14.5 Managing large datasets

Core challenges of large datasets in HPC

Large datasets in HPC are not just “big files.” They often have:

High volume: TB–PB scale, often spread across many files and directories.
High velocity: data produced or consumed quickly (e.g., simulations writing GB/s).
High concurrency: many processes reading/writing the same dataset.
Complex structure: multiple variables, timesteps, and domains.

Managing them means balancing:

Storage space
I/O performance
Metadata and organization
Data movement costs
Long-term usability and reproducibility

The strategies below focus on practical techniques rather than low-level I/O details.

Organizing large datasets

A clear, consistent structure makes data usable and less error-prone.

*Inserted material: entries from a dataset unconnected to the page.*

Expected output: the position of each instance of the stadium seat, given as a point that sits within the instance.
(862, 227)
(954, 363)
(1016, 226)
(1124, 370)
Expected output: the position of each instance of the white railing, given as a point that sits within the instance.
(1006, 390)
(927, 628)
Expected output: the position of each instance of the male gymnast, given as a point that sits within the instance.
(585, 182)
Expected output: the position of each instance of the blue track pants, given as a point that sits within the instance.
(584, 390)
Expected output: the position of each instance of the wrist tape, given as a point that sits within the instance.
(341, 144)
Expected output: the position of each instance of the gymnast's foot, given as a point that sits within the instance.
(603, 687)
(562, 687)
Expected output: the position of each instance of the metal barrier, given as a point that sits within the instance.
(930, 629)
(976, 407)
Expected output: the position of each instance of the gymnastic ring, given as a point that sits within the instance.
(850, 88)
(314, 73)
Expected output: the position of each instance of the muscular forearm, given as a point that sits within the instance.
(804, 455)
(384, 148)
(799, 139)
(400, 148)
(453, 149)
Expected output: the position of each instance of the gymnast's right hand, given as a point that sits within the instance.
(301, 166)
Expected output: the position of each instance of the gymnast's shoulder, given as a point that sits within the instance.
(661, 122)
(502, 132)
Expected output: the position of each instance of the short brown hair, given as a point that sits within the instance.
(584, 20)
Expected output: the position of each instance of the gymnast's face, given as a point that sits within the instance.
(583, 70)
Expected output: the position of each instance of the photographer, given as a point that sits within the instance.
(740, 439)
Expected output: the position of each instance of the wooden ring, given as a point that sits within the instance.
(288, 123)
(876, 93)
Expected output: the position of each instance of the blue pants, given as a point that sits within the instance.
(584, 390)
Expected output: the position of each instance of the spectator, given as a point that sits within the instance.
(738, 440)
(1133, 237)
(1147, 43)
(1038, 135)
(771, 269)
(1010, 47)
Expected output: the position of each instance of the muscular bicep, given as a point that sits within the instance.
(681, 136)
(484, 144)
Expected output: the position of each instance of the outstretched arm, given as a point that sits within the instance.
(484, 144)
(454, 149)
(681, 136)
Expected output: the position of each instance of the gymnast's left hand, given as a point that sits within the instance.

Directory and naming conventions

Define conventions early and stick to them. Aim for:

Hierarchical structure that matches the project logic, e.g.:

  /project_name/
    raw/
      experiment_001/
        run_0001/
        run_0002/
      experiment_002/
    processed/
      experiment_001/
        run_0001/
        run_0002/
    analysis/
      figures/
      reports/

File and directory names that encode key information:

Simulation code name
Version or git commit hash
Parameter set or case ID
Date/time, run index, or restart index
Resolution, domain, or ensemble member

Examples:

simA_v3_res512_case07_t000100.h5
climate_ens05_1950-01-01_to_2000-12-31.nc

Avoid:

Ambiguous names: data1, new, test, final, final2.
Overly long names that exceed filesystem limits.

Separating raw, intermediate, and final data

Differentiate:

Raw data: As generated by instruments or initial simulations.
Intermediate data: Checkpoints, temporary formats, pre-processed outputs.
Final data products: What you analyze, publish, or share.

Benefits:

Easier cleanup of large intermediates.
Clear trace from raw to final (important for reproducibility).
Safer: you can delete intermediates while preserving raw/final.

Planning storage usage

Clusters often have multiple storage tiers (e.g., scratch, project, archive). Large datasets require conscious planning.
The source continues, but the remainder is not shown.